Questo seme d’intolleranza, cadendo su un terreno già fertile, vi attecchisce con incredibile vigore ma in forme nuove. L’antisemitismo di stampo fascista, quello che il Verbo bandito da Hitler risveglia nel popolo tedesco, è più barbarico di tutti i precedenti: vi convergono dottrine biologiche artificiosamente distorte, secondo cui le razze deboli devono cedere davanti alle forti; le assurde credenze popolari che il buon senso aveva sepolte da secoli; una propaganda senza soste. Si toccano estremi mai sentiti prima. L’ebraismo non è una religione da cui ci si può allontanare col battesimo, né una tradizione culturale che si può abbandonare per un’altra: è una sottospecie umana, una razza diversa e inferiore a tutte le altre. Gli ebrei sono solo apparentemente esseri umani: in realtà sono qualcosa di diverso: di abominevole e indefinibile, “più lontani dai tedeschi che le scimmie dagli uomini”; sono colpevoli di tutto, del rapace capitalismo americano e del bolscevismo sovietico, della sconfitta del 1918, dell’inflazione del 1923; liberalismo, democrazia, socialismo e comunismo sono sataniche invenzioni ebraiche, che minacciano la solidità monolitica dello Stato nazista.

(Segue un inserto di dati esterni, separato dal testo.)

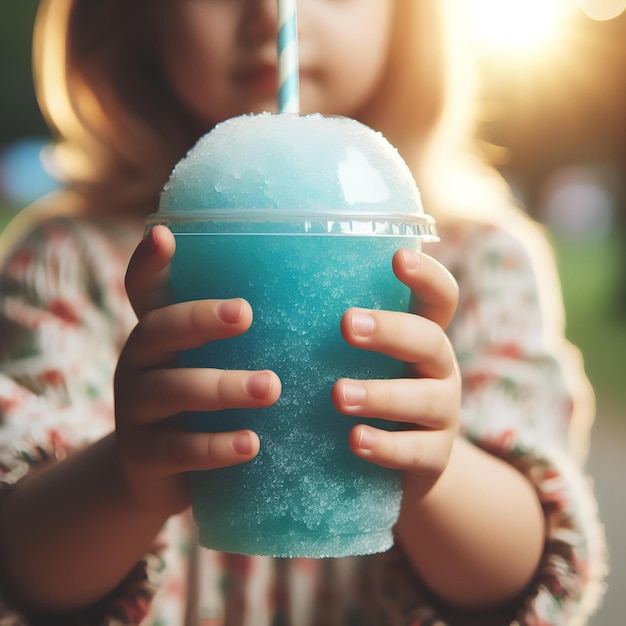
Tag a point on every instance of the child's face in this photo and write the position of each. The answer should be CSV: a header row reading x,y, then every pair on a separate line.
x,y
220,55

Il passaggio dalla predicazione teorica all’attuazione pratica è stato rapido e brutale. Nel 1933, solo due mesi dopo che Hitler ha conquistato il potere, nasce Dachau, il primo Lager. Nel maggio dello stesso anno si accende il primo rogo di libri di autori ebrei o nemici del nazismo (ma più di cento anni prima Heine, poeta ebreo tedesco, aveva scritto.: “Chi brucia i libri finisce presto o tardi col bruciare uomini”). Nel 1935 l’antisemitismo viene codificato in una monumentale e minuziosissima legislazione, le Leggi di Norimberga. Nel 1930, in una sola notte di disordini pilotati dall’alto, vengono incendiate 191 sinagoghe e distrutti migliaia di negozi di ebrei. Nel 11939 gli ebrei della Polonia testé occupata vengono rinchiusi nei ghetti. Nel 1940 viene aperto il Lager di Auschwitz. Nel 1941-42 la macchina dello sterminio è in piena azione: le vittime saliranno a milioni nel 1944.